L'art chinois contemporain se présente comme un art hybride, un mélange de cultures et ceci devient particulièrement aigu depuis l’ouverture de la Chine sur le monde, et par le travail des exilés pendant la période maoïste ou depuis le printemps de Pékin. De nouveaux points de vue apparaissent, comportant des éléments des deux cultures, chinoise et occidentale. Cet art porte en lui-même, de manière explosive, des éléments de la culture occidentale, dont ceux qui montrent son enracinement dans la « suprématie » de l'Occident, et des éléments de la culture chinoise, dont certains évoquent, par exemple, son attachement traditionnel à certaines formes de spiritualité et à une forte symbiose avec l’environnement naturel.
La culture occidentale et la culture chinoise entretiennent des relations binaires. Une des caractéristiques principales des artistes chinois contemporains consiste à instaurer, par leurs pratiques, un dialogue à travers des événements importants à l'échelle mondiale ou à rendre visibles des confrontations des deux cultures afin de créer un choc.
Cette problématique des frictions entre cultures et de mixité culturelle a été traitée par Huang Yong Ping dans son œuvre The History of Chinese Painting and the History of Modern Western Art Washed in the Washing Machine for Two Minutes dans laquelle deux livres, un livre chinois et un livre occidental, produisent, par leur mélange dans une machine à laver, une bouillie. La machine à laver fusionne les deux ouvrages plutôt que de leur laisser le temps de dialoguer. Le résultat des deux livres réduits en pâte à papier traduit la conséquence d’une union trop rapide entre les deux cultures, qui provoque la destruction des deux.

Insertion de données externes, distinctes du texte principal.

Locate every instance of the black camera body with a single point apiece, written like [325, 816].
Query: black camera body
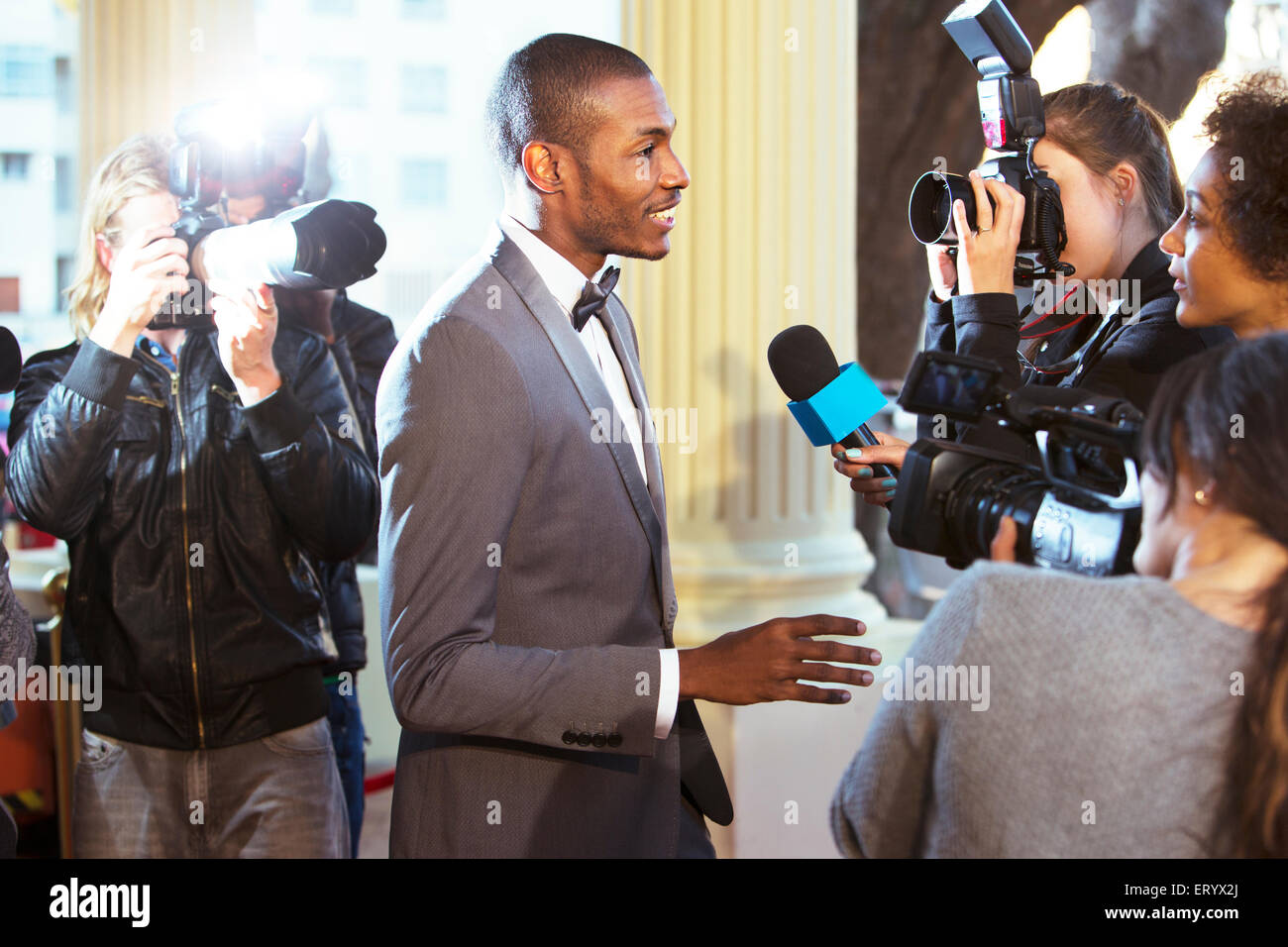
[1078, 510]
[329, 244]
[1013, 120]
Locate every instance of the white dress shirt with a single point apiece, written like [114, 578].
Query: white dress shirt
[566, 283]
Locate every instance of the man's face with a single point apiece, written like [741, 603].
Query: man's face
[629, 178]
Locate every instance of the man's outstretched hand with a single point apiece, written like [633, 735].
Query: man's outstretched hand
[764, 663]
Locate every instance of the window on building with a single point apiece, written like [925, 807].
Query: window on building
[64, 88]
[65, 272]
[424, 89]
[346, 80]
[424, 182]
[24, 71]
[14, 165]
[425, 9]
[64, 184]
[334, 7]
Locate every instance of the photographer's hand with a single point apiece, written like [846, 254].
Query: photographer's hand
[943, 270]
[765, 661]
[150, 265]
[1003, 548]
[986, 260]
[857, 464]
[248, 326]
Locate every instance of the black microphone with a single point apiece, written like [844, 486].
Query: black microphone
[804, 365]
[11, 361]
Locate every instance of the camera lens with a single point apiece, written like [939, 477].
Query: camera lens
[930, 208]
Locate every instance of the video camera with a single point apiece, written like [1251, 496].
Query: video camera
[1078, 512]
[1010, 108]
[326, 244]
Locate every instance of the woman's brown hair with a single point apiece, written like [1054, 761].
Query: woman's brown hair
[1102, 124]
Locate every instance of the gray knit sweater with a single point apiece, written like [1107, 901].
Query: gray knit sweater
[1108, 710]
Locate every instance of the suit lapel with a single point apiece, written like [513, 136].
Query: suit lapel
[518, 270]
[617, 318]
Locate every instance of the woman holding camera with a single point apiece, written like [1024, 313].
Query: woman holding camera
[1113, 328]
[1127, 716]
[196, 474]
[1181, 749]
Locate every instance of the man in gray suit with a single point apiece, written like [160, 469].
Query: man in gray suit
[524, 577]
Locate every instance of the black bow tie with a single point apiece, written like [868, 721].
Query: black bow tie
[592, 298]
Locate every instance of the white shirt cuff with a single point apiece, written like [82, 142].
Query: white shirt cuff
[669, 693]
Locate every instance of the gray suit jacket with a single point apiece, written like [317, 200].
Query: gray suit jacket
[526, 586]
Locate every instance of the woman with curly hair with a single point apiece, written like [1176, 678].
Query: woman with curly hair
[1147, 714]
[1109, 330]
[1231, 244]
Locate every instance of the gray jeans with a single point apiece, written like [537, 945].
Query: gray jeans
[278, 796]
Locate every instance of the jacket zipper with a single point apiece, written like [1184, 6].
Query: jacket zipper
[187, 547]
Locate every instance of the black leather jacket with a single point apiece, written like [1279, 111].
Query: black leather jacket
[191, 522]
[364, 342]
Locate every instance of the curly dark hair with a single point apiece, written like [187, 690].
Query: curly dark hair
[1249, 134]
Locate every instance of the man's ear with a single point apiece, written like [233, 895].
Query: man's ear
[104, 252]
[541, 167]
[1126, 180]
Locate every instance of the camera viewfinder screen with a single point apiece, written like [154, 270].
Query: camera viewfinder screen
[953, 389]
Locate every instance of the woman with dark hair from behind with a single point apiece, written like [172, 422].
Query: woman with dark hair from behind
[1129, 716]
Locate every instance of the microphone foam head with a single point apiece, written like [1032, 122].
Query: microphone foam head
[803, 361]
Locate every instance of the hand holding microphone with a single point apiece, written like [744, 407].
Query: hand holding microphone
[861, 463]
[833, 405]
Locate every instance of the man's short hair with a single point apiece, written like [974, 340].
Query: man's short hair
[546, 91]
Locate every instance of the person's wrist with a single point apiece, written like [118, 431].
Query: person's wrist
[692, 673]
[256, 385]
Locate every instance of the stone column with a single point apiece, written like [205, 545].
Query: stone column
[143, 60]
[765, 97]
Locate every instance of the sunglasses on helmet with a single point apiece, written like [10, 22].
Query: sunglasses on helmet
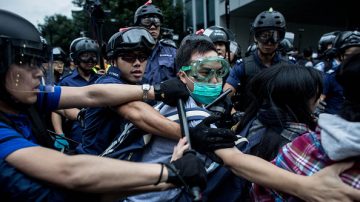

Les artistes chinois contemporains véhiculent dans leur travail de nombreuses conceptions spirituelles et symboliques rattachées au taoïsme ou au bouddhisme. C’est tout un pan de la culture chinoise très différente de l'occidentale. Mais la traduction du chinois n'est pas impossible[6] et peut dépasser l'approche rationnelle des Occidentaux.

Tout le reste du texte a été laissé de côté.